The first study, with Kendra Albert and Larry Lessig, focused on documents meant to endure indefinitely: links within scholarly papers, as found in the Harvard Law Review, and judicial opinions of the Supreme Court. We found that 50 percent of the links embedded in Court opinions since 1996, when the first hyperlink was used, no longer worked. And 75 percent of the links in the Harvard Law Review no longer worked.
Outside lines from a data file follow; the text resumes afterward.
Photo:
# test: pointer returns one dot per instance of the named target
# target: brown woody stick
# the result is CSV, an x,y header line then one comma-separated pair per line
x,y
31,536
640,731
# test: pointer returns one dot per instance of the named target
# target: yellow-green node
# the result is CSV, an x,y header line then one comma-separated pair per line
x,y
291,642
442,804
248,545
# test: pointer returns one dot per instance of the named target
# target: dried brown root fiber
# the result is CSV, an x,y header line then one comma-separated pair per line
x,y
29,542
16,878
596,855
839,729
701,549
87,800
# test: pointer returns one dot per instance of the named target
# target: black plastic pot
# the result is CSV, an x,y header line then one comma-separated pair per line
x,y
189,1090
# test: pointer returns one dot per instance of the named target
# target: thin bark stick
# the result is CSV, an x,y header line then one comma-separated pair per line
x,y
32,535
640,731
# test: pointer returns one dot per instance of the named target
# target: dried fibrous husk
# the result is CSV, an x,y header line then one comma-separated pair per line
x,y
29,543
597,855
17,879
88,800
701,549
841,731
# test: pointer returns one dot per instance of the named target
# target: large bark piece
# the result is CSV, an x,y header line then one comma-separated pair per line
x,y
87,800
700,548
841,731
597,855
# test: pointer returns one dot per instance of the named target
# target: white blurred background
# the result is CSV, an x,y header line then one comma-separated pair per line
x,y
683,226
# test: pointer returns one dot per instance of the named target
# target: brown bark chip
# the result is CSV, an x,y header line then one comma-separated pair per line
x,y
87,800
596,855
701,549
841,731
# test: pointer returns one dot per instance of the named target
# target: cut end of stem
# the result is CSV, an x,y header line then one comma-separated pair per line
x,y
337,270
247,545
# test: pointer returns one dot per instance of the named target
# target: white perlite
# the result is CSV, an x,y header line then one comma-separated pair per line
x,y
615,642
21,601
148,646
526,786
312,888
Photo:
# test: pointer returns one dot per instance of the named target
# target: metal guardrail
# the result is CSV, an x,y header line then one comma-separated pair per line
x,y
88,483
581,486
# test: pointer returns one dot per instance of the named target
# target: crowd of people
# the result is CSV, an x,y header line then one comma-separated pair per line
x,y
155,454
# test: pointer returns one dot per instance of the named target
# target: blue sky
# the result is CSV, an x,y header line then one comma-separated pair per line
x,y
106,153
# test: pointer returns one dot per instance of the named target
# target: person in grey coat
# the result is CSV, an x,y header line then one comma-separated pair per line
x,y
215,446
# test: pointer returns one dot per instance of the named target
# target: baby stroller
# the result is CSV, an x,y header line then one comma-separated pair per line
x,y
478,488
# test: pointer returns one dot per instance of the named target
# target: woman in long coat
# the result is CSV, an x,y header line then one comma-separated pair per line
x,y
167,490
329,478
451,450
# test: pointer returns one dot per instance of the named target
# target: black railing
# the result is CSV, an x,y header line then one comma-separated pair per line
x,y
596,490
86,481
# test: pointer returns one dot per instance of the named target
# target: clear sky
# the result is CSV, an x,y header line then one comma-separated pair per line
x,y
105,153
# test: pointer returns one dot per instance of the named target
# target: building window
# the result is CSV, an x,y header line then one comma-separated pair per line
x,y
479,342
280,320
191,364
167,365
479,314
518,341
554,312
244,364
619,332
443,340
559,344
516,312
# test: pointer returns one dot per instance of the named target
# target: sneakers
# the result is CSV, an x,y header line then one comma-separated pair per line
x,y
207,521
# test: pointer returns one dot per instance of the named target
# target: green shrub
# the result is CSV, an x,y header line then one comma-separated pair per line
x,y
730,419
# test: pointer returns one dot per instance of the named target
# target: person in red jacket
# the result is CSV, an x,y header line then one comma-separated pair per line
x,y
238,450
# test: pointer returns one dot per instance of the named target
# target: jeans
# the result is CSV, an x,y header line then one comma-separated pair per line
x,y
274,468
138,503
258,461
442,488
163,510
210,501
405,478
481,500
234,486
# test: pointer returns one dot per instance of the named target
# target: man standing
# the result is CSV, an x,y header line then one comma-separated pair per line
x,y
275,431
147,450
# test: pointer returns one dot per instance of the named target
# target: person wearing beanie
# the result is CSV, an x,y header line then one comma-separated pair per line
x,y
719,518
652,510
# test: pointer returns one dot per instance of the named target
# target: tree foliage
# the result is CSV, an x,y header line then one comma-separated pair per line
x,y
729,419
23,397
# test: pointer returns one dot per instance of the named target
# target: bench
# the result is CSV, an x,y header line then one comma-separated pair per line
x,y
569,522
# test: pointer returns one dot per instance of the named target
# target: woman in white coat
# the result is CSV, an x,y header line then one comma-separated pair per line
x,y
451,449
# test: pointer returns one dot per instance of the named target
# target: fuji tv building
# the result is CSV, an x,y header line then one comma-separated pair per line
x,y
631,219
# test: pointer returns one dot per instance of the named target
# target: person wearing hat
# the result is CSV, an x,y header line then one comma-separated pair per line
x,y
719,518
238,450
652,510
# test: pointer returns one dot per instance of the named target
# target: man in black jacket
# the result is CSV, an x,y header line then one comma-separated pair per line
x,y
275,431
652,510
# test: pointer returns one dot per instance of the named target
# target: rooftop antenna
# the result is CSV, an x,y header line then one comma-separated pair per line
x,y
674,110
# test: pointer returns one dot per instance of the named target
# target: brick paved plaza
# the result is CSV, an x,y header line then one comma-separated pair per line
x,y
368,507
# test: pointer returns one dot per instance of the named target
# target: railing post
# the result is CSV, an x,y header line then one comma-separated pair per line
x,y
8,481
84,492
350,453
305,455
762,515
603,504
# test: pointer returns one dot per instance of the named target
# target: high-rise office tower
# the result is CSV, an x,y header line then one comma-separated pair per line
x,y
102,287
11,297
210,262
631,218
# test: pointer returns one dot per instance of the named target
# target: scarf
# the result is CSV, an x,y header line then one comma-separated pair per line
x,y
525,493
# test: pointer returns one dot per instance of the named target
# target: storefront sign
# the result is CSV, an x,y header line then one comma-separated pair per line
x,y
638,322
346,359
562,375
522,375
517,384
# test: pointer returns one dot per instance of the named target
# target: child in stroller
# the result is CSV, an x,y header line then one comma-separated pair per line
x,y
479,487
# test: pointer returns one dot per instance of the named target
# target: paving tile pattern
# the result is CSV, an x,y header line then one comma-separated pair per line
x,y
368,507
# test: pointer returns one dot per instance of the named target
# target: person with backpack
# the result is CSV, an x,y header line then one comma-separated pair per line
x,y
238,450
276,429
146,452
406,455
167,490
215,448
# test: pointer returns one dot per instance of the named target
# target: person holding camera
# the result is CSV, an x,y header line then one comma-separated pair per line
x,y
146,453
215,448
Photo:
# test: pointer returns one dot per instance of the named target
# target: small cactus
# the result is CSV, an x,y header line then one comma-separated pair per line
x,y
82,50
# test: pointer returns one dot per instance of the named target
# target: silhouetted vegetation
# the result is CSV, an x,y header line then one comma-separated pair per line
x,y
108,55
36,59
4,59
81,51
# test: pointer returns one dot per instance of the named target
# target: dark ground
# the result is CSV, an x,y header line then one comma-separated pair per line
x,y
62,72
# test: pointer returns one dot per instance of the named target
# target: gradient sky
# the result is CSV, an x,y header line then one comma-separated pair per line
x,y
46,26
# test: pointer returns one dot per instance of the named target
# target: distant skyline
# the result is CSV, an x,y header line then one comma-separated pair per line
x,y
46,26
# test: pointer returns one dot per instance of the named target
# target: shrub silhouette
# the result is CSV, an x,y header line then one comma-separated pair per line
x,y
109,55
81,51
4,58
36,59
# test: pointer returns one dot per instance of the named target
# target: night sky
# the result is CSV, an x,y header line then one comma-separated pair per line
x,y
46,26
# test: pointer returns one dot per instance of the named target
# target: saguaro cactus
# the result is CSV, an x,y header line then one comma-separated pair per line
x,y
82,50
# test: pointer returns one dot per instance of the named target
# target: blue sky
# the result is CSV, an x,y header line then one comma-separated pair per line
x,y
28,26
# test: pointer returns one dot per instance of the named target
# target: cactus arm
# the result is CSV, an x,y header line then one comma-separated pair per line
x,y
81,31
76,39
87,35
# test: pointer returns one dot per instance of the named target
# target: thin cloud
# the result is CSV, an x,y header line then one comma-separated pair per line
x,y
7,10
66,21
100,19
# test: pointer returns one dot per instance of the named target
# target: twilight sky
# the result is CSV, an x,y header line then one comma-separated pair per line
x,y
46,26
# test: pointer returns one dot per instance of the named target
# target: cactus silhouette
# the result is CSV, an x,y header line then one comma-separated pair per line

People tend to overlook the decay of the modern web, when in fact these numbers are extraordinary—they represent a comprehensive breakdown in the chain of custody for facts. Libraries exist, and they still have books in them, but they aren’t stewarding a huge percentage of the information that people are linking to, including within formal, legal documents. No one is. The flexibility of the web—the very feature that makes it work, that had it eclipse CompuServe and other centrally organized networks—diffuses responsibility for this core societal function.
The problem isn’t just for academic articles and judicial opinions. With John Bowers and Clare Stanton, and the kind cooperation of The New York Times, I was able to analyze approximately 2 million externally facing links found in articles at nytimes.com since its inception in 1996. We found that 25 percent of deep links have rotted. (Deep links are links to specific content—think theatlantic.com/article, as opposed to just theatlantic.com.) The older the article, the less likely it is that the links work. If you go back to 1998, 72 percent of the links are dead. Overall, more than half of all articles in The New York Times that contain deep links have at least one rotted link.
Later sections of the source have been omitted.